Justisiari P Kusumah and Elsiana Inda PM of K&K Advocates explain how Indonesian trademark law favours first registered and well-known trademark owners.
Similarity in principle
Indonesian Law No. 15 of 2001 on Marks, renewed by Law No. 20 of 2016 on Marks and Geographical Indications (“Trademark Law”), stipulates that a trademark application should be rejected in the event such trademark has similarity in principle or entirety to a registered trademark and well-known trademark that are owned by other parties. Based on the above provisions, legal protection is clearly given by the State to the first registered trademark owner and the well-known trademark owner.
Legal protection given to first registrant
Legal protection is given to the first registrant, as the Indonesian trademark law system adopts “first to file” system. In addition, legal protection is also given to the owners of well-known trademark, as the Indonesian government has expressly ratified the Paris Convention for the Protection of Industrial Property and Convention Establishing the World Intellectual Property Organization (“Paris Convention”) since 1979 and the Agreement on Trade-Related Aspects of Intellectual Property Rights (“TRIPS Agreement”) since 1994. Therefore, Trademark Law including its implementing rules must refer to both international agreements.
First to file
However, certain examples of cases found in the practice area have caused dilemmatic conditions upon the “first to file” system conflicting with well-known trademark. Due to the Indonesian trademark law system that adopts and provides legal protection to the first applicant/registrant, a problem often arises when faced with a well-known trademark, and often becomes a detriment against the existence of well-known trademarks, specifically if the first applicant and/or registrant has filed the trademark application in bad faith.
Given this situation, the sole registered trademark and/or well-known trademark owners have the option to file a cancellation claim against the owner of the cited trademark to the Commercial Court.

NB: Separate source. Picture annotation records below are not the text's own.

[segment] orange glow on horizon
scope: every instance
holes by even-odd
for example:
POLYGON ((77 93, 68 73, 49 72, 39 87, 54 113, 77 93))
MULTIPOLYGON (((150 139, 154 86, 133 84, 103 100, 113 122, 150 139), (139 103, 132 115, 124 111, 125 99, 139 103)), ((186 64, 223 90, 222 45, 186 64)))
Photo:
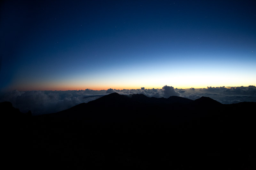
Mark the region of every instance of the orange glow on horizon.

The aim of this action is, amongst others, to (a) give legal protection to the sole trademark owner; (b) legally prove before the law that the cited trademark (defendant’s trademark) was filed in bad faith by its applicant; and (c) delete/remove the defendant’s trademark from the List of Trademarks.
As a country that has ratified the Paris Convention and TRIPS Agreement, all government institutions including the Commercial Courts in Indonesia must adhere to those international agreements.
Hugo Boss case
One example is the Hugo Boss’ case, which is related to the cancellation of an existing trademark registration owned by an Indonesian individual that contains the essential part/word of “Hugo” and/or “Boss” that has been registered at the Directorate of Trademark of Ministry of Law and Human Right of Republic of Indonesia (“Directorate of Trademark”) since 1989 under the name of HUGO BOSS Trade Mark Management GmbH & Co. KG. Moreover, the Hugo Boss trademark with all variants owned by HUGO BOSS Trade Mark Management GmbH & Co. KG has been registered worldwide, therefore, the Hugo Boss trademark is internationally a well-known trademark.
First level court rejected claim
At the first level court (Commercial Court), the Panel of Judges rejected Hugo Boss’ claim and argued, that the other registered trademark with the use of the “Hugo” word is not similar in principle and/or entirety with the HUGO BOSS trademark owned by Hugo Boss, therefore, would not create any confusion with the consumers.
However, the Commercial Court’s decision differs from the Panel of Judges of the Supreme Court. The Supreme Court provides their consideration that the trademark registration with the use of the “Hugo” word was filed on the basis of the applicant’s bad faith, with the following arguments, amongst others, that (a) the other trademark with the use of the “Hugo” word in their trademark are considered as being similar in principle and/or entirety with the HUGO BOSS trademark owned by Hugo Boss, particularly in term of sound and/or writing; (b) the other trademark was registered after the Hugo Boss trademark had been registered in Indonesia; and (c) the other trademark could mislead and confuse the consumers in Indonesia.
Moreover, the Supreme Court has ordered the Directorate of Trademark to delete/remove the defendant’s trademark from the List of Trademarks. As the final implementation of the Trademark Law, the Directorate of Trademark then provides a legal protection to Hugo Boss as the first registered trademark owner as well as the well-known trademark owner through the legal procedure, such as deleting the defendant’s trademark with a total of six registered trademarks from List of Trademarks and has published it on the Official Trademark Gazette.
Thereby, the owners of well-known trademarks that have been registered under the name of other parties, can now be confident that their rights will be protected in Indonesia by filing a cancellation claim at the Indonesian Commercial Court.